Dica de ouro para comunicação em times remotos
Sabemos que a maior parte de nossa comunicação é não-verbal – ou seja, interpretamos as pessoas mais pelos gestos. expressões faciais e postura do que pelo o que elas dizem.
Além disso, no trabalho remoto não VEMOS o que cada pessoa está fazendo.
Num escritório físico, se você pede para uma pessoa buscar uma informação e então você vê ela indo perguntar outras pessoas, você está ciente de que ela ouviu você e está agindo em cima disso.
No trabalho remoto, se você não avisa que vai buscar, quem mandou a mensagem não tem essa clareza, o que pode causar uma série de confusões e ansiedade no time.
Por isso é importante SEMPRE dar um retorno. Nem que seja um “joinha” no WhatsApp, oriente seu time a sempre confirmar que uma mensagem foi lida e compreendida.
Relação entre comunicação e cultura
É impossível falar de comunicação sem levar em consideração os elementos culturais de cada grupo.

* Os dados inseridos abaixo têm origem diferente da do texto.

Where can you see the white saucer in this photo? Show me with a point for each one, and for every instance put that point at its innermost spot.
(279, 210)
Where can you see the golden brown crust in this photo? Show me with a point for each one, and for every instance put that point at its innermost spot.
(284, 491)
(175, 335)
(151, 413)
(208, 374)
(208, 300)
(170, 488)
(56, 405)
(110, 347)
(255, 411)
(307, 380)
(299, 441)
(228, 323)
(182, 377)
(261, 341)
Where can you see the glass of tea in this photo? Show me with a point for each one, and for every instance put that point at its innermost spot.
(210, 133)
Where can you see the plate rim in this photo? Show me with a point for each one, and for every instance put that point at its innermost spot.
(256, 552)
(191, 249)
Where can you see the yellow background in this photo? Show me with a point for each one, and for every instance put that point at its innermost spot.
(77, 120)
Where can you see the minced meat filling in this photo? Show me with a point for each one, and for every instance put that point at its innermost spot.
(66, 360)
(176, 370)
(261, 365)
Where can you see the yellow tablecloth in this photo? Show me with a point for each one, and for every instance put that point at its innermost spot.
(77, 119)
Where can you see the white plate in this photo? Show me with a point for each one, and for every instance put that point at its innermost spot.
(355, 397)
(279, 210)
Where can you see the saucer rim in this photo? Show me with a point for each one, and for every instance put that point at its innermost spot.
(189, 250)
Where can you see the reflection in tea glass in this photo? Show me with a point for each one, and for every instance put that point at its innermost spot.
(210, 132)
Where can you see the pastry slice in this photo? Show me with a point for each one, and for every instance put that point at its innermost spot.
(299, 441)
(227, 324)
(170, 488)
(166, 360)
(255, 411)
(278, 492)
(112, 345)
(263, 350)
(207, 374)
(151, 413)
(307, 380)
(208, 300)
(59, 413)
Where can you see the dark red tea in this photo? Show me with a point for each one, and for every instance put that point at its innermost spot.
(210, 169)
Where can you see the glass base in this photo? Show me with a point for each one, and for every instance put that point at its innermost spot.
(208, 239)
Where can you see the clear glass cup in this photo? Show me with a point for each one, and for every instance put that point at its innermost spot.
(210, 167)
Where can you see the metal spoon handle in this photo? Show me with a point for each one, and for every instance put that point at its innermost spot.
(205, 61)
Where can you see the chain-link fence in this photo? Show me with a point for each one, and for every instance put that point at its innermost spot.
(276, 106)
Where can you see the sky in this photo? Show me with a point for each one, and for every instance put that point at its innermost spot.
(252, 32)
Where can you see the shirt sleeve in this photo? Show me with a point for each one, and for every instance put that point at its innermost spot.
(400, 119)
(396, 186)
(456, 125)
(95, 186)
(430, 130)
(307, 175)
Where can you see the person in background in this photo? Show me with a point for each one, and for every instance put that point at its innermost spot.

Afinal, a cultura nada mais é um conjunto de padrões comportamentais que caracterizam um determinado grupo de pessoas.
Na prática isso significa que nada adianta criar um plano de comunicação determinando que toda mensagem precisa ser assíncrona, culturalmente, as pessoas da sua empresa têm medo de ser direto ao ponto e parecer arrogante.
Outro exemplo comum de desalinhamento é afirmar que feedbacks são bem-vindos, mas punir (ou até se mostrar reativo) quando alguém fornece um feedback que você não concorda.
Em situações como esta, resta usar o bom o senso e conhecimento sobre o seu time para determinar se o plano de comunicação será um motor para mudança de cultura ou não – e se sim, qual tipo de apoio dos principais stakeholders o plano vai receber em momentos de resistência.
Como qualquer outro aspecto do negócio, a cultura se constrói e é mantida muito mais do que está escrito na parede, mas pelas ações e rituais.
Porque sistematizar a comunicação na sua empresa (se conduzido corretamente) não vai matar a criatividade do time
Olhar para a comunicação da sua empresa de uma forma mais sistemática não requer eliminar totalmente o acaso – as conversas no corredor, a troca de ideias, os happy hours….
Muito pelo contrário! Olhar para a comunicação dessa forma permite que seu time tenha tempo e energia para fazer coisas além do operacional.
É muito mais provável que ideias surjam em ambientes onde existe tempo (e saúde mental) para isso do que em ambientes onde está todo mundo, em todo momento, apagando incêndios.
Como disse Jocko Willink, um dos influenciadores de negócio e desenvolvimento pessoal mais influentes do mundo, “disciplina é igual a liberdade”.